A few weeks ago I met a friend for a drinks and dinner catch-up. While sitting on the patio sipping cocktails and people watching our "culturally diverse" surroundings I began to comment on some of the folks we saw. We'd catch a decent brother and before our hopes could raise too high his Becky was not far behind. In my musings I began to notice a shift in my friends attitude (a fellow black woman). My optimism for black love in our little city and my disappointment when only 1 out of the 10 black couple potentials was "black love" was becoming offensive to her.
Perhaps I was being insensitive. I mean, I know her love interest is a white man. I know she is more "open" to who she will date than I am. I have dated outside my race in the past, but at this point in my life I know what I want. So what is it about my unapologetic desire and support of black love that became so offensive?
"It just seems like you have a problem with it" she told me as we left the first restaurant. I quickly explained that I was simply observing my surroundings and have no problem with anyone dating anybody that their HEART desires. However, as a black woman, it HURTS me to have to ask a friend who is potentially hooking me up with a black man "does he even date black women", or to know that black men in my surrounding area are overtly stating that they will not entertain black women.
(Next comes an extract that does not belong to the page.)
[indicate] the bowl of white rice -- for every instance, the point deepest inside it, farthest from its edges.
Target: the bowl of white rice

It HURTS me that so many black men and black women have been taught to love ourselves so little that the only value we can find in our brown skin is at the validation by another race.
To again be abundantly clear; these attitudes are very different than simply finding the one your soul loves and they also happen to not be black. I salute all of those who find true love in any race, culture, gender, or creed.
It was reflecting in this conversation that I grew tired. Fed up. I have reached various levels of frustration in the past but now I simply cannot
Why must I feel bad for loving my own? No one ever questions why my Asian, South Asian and Caucasian sisters seek or date others that look like them. If anything it is a bigger shock when my East Indian girlfriends reveal their white boyfriends. So why when we desire to be with our men...and make that desire known to the universe, it becomes a thing. It ranks right up there with the need to clarify that being "pro-black does not mean anti-white". I'm over it.
I know part of the answer. I know all the studies and news stories and media that tells us black women, our entire community, that the pool of "eligible" black men is too small and we should stop hoping. I understand the subliminal messaging we are being fed to weaken and dismantle any repairs to the black family. That media tells us that black men don't want us so we should stop wanting them and look elsewhere. The message to black men that we women have too much attitude, are too "strong", or too much of a hassle to love. The narrative that basically if we sit around waiting for a black men to love, honor and cherish us we are fools. Well I for one am sick of it.
Perhaps I do restrict how many free dinners I get (lol) or I do feel a little extra lonely from time to time. But I refuse to waste focusing my energy on something or someone I know is not for me. And now, I refuse to apologize any further. I refuse to feel bad for promoting something that is natural in every other community. Consider this my swan song. I love black love. And I love each person in my life and respect who they choose to love. I respect everyone's decision to be with who their soul draws them to. Now please give me the same respect and let me love my black men in peace. Please do not ask me again why I only date black men and look at me with pity in your eyes. Please withhold your need to tell me I live in an area where there are not enough to go around or why "they ain't ish" or even to convince me of "all that I'm missing". And please do not take my desires as a judgment on your lives. Love is love. I just choose to love melanated.